Presidential Elections, Tax Chaos
The upcoming U.S. election on November 3 will not only seat a President for the next four years, it will also establish which party controls both houses of the U.S. Congress, and with control, the ability of the President and his administration to set the legislative agenda. Tax provisions proposed by the two candidates will impact both U.S. taxpayers and multinationals doing business with the U.S., regardless of the election outcome.
The candidates have proposed numerous tax changes that will need to be considered by the new Congress. With the U.S Treasury and Internal Revenue Service still attempting to interpret and provide guidance with respect to the 2017 tax changes, understanding the candidates’ proposals and their impacts will place a severe strain on the tax authorities, as well as on clients and practitioners. With that challenging forewarning, here are just a few of the key 2020 presidential positions impacting businesses.

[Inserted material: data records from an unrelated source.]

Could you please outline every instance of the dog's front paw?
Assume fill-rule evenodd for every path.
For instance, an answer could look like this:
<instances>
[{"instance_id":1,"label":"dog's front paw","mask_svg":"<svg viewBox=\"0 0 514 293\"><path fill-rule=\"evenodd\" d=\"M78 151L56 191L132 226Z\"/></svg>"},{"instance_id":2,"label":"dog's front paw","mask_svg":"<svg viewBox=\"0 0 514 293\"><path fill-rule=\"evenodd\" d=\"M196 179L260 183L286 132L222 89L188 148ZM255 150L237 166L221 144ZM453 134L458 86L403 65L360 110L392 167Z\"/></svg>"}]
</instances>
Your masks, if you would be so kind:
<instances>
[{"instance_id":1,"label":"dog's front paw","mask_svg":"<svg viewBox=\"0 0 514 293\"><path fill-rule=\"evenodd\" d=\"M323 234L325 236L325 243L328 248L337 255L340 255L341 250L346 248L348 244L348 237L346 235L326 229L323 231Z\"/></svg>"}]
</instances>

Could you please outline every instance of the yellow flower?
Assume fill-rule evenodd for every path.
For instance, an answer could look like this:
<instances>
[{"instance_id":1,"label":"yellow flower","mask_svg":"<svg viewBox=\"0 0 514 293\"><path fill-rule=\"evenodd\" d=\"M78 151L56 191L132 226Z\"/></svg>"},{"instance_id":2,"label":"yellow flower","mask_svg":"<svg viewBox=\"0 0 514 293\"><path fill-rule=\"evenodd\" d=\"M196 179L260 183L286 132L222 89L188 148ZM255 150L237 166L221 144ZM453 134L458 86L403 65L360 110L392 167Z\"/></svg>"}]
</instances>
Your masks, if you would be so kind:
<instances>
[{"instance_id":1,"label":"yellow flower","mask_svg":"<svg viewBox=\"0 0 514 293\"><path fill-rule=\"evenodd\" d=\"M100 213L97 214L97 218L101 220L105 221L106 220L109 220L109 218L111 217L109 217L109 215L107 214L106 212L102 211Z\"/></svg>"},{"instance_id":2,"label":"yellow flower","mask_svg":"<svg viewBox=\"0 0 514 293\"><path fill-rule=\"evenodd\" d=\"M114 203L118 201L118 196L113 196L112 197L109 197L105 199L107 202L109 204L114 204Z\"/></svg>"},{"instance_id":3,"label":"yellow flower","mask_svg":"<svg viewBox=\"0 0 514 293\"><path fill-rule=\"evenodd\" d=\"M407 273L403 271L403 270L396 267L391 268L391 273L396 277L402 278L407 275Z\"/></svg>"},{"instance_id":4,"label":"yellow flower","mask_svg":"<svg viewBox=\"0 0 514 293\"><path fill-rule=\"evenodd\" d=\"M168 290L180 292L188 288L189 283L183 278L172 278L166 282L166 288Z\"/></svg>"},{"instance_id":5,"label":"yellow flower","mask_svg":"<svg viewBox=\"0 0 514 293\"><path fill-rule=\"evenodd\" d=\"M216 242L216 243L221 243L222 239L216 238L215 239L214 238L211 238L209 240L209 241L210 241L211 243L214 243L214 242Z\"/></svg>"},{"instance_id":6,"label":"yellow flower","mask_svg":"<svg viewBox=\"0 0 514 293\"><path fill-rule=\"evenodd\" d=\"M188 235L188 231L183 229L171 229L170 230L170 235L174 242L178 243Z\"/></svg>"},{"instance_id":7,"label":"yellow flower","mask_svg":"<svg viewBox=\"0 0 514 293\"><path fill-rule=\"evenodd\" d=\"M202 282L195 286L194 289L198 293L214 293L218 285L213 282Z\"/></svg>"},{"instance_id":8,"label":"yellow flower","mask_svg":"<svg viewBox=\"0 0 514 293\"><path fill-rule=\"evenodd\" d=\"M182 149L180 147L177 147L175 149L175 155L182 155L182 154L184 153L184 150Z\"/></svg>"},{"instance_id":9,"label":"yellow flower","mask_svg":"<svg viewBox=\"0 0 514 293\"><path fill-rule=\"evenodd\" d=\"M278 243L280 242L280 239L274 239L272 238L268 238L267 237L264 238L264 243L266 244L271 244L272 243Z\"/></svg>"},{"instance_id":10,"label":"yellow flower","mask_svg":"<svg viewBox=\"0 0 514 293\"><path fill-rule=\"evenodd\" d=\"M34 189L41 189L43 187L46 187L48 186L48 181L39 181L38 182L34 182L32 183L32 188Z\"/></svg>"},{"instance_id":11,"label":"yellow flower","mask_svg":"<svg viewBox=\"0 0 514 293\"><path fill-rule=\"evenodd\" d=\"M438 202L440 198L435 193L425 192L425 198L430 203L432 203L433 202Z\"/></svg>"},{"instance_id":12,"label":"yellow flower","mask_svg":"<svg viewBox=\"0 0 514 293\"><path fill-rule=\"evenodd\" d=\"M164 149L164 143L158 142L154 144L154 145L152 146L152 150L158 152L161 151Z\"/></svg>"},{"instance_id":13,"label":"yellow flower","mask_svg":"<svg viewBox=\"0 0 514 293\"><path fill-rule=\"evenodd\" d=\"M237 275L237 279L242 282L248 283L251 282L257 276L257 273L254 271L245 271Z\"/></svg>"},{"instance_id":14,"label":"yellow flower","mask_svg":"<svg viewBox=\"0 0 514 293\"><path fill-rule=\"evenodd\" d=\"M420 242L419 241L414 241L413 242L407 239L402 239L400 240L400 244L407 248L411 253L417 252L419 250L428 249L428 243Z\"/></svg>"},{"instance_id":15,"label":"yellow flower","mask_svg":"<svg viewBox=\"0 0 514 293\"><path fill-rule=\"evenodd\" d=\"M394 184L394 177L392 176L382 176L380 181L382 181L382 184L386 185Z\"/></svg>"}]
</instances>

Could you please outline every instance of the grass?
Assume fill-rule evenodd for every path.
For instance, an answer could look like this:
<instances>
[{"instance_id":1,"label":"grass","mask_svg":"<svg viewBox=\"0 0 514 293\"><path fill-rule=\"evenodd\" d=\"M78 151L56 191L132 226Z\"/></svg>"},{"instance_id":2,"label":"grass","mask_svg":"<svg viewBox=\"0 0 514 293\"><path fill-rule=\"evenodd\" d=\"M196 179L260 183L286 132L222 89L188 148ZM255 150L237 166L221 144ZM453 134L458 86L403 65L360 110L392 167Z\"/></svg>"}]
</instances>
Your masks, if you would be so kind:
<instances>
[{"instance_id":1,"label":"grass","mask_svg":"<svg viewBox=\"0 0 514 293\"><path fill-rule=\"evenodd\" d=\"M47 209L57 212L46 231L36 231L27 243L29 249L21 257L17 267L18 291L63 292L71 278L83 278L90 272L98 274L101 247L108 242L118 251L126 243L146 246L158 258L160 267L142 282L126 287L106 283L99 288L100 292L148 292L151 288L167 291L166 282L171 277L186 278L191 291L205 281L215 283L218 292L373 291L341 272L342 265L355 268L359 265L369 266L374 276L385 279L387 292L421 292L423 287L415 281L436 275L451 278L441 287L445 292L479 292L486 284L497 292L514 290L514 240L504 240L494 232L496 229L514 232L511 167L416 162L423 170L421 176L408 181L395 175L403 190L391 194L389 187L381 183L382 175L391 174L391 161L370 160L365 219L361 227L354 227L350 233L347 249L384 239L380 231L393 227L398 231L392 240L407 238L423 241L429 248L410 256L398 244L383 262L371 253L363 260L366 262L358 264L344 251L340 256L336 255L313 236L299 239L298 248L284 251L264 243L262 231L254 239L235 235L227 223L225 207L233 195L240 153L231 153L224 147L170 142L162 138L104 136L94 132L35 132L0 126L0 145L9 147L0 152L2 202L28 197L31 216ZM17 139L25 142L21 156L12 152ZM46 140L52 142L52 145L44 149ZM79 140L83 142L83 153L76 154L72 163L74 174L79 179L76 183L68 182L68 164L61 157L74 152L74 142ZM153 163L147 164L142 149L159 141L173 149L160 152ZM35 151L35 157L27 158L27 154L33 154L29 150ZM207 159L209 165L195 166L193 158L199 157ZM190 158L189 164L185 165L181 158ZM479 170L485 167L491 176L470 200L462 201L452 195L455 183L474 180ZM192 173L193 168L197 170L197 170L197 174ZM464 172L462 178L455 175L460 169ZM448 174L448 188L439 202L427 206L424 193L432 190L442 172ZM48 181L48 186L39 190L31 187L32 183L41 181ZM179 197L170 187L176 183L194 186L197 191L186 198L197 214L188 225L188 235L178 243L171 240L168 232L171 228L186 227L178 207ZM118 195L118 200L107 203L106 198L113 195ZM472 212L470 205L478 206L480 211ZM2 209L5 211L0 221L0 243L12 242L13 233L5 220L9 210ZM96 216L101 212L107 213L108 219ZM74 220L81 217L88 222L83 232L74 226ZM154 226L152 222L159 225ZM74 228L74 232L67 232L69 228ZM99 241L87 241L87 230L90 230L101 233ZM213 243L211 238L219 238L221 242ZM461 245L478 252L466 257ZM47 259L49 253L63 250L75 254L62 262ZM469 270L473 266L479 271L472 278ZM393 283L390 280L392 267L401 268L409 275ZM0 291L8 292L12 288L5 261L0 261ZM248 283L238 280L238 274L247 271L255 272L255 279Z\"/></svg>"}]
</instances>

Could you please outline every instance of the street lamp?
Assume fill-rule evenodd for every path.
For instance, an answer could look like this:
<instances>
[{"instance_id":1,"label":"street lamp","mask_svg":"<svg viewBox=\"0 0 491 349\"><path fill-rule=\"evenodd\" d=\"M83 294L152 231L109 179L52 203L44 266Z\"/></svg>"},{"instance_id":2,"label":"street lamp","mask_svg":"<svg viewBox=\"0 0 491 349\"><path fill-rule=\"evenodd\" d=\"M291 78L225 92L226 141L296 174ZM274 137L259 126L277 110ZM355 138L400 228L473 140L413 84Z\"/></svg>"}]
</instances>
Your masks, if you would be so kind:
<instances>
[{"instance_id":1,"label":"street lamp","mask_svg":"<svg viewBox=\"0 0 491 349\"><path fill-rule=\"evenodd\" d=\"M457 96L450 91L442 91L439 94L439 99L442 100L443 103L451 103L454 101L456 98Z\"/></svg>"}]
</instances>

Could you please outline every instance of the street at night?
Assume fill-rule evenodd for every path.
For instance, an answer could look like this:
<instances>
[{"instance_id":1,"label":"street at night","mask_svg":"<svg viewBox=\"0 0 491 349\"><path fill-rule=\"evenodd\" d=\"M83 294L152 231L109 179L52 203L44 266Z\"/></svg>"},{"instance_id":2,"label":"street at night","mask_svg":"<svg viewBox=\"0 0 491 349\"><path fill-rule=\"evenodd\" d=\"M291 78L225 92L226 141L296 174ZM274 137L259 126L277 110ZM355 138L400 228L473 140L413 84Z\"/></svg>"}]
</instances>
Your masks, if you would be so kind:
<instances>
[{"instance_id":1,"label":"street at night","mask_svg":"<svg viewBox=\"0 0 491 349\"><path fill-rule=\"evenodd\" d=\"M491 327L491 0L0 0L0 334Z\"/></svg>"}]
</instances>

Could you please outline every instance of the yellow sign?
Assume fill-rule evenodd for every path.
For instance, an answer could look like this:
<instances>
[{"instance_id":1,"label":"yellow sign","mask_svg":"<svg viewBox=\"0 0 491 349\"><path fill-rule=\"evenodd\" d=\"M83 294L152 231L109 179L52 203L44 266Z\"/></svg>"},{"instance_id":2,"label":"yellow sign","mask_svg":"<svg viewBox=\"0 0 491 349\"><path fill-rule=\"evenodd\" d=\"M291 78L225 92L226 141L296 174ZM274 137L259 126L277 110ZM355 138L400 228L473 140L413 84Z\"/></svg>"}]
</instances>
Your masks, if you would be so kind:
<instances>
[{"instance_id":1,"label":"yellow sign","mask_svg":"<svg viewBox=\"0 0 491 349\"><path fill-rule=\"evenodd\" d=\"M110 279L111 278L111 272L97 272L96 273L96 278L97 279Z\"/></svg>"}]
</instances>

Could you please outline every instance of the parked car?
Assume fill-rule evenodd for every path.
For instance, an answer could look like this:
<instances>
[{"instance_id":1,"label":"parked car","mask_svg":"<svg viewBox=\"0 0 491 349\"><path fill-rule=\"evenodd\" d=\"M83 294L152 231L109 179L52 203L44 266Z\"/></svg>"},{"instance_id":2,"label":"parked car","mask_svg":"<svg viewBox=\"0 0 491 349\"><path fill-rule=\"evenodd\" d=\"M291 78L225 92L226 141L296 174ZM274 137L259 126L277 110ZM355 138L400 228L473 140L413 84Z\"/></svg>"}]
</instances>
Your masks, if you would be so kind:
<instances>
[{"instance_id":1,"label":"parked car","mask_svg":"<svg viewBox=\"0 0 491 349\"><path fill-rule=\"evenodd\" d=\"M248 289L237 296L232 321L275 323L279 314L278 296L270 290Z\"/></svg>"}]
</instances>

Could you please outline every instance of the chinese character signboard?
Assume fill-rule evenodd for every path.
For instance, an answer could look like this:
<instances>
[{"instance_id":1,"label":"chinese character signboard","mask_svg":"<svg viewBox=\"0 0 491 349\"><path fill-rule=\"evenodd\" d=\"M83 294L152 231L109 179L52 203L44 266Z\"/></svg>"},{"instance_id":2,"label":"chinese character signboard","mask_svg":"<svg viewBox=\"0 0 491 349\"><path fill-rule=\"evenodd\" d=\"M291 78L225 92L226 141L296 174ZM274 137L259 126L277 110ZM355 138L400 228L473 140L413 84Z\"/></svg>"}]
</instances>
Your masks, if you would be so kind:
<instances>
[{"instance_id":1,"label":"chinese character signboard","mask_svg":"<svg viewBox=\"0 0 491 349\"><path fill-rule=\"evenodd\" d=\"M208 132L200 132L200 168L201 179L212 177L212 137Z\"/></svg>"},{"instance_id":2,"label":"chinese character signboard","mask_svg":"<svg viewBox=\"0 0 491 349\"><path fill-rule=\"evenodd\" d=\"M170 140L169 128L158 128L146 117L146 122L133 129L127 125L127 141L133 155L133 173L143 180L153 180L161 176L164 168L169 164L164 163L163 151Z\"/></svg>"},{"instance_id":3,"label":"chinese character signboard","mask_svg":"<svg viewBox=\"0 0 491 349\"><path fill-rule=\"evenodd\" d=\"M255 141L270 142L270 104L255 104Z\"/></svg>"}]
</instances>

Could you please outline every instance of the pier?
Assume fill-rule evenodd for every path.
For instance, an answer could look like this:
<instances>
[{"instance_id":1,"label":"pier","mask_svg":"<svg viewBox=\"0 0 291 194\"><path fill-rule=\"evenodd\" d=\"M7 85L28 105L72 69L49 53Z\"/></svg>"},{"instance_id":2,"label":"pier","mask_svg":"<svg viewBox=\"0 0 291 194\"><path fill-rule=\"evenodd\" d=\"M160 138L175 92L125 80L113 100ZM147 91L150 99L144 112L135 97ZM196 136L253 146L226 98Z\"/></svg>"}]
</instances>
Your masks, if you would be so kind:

President Trump’s tax proposals are consistent with his 2016 campaign and first-term positions. He continues to advocate for American businesses, seeking to extend tax breaks provided under the 2017 tax legislation, retaining the lowered corporate and individual tax rates, incentivizing the retention of U.S. manufacturing jobs, as well as providing deductions and credits for essential industries that bring manufacturing operations and outsourced employment back to the U.S. Furthering his administration’s China policy, the President proposes to provide tax credits for companies that bring jobs back from China. He has also raised the possible further lowering of the U.S. corporate tax rate, seeking to achieve the 20% tax rate he sought in 2017.
Vice President Biden has released proposals that impact both businesses and individuals. For businesses, he seeks an increase in the U.S. corporate tax rate to 28%, coupled with a new minimum tax on corporations with book profits of $100 million or higher. U.S. multinationals would see an increase in the Global Intangible Low-Tax Income (“GILTI”) tax added in the 2017 law, doubling the rate from 10.5% to 21% on unrepatriated low-taxed foreign earnings. Additionally, the Biden proposal would seek to increase the tax rate on capital gains, and in so doing, raise the rate on qualified dividends.
The enormous cost of the U.S. economic stimulus plans enacted in response to the global COVID-19 pandemic will need to be offset somehow and sometime. Preparation for possible tax reform will be essential to allow companies to react quickly as a result of the inevitable shifting of tax rules. Tax advisors may not have an all-knowing crystal ball, but they will be essential players in guiding their clients to the best possible treatment under a new tax landscape.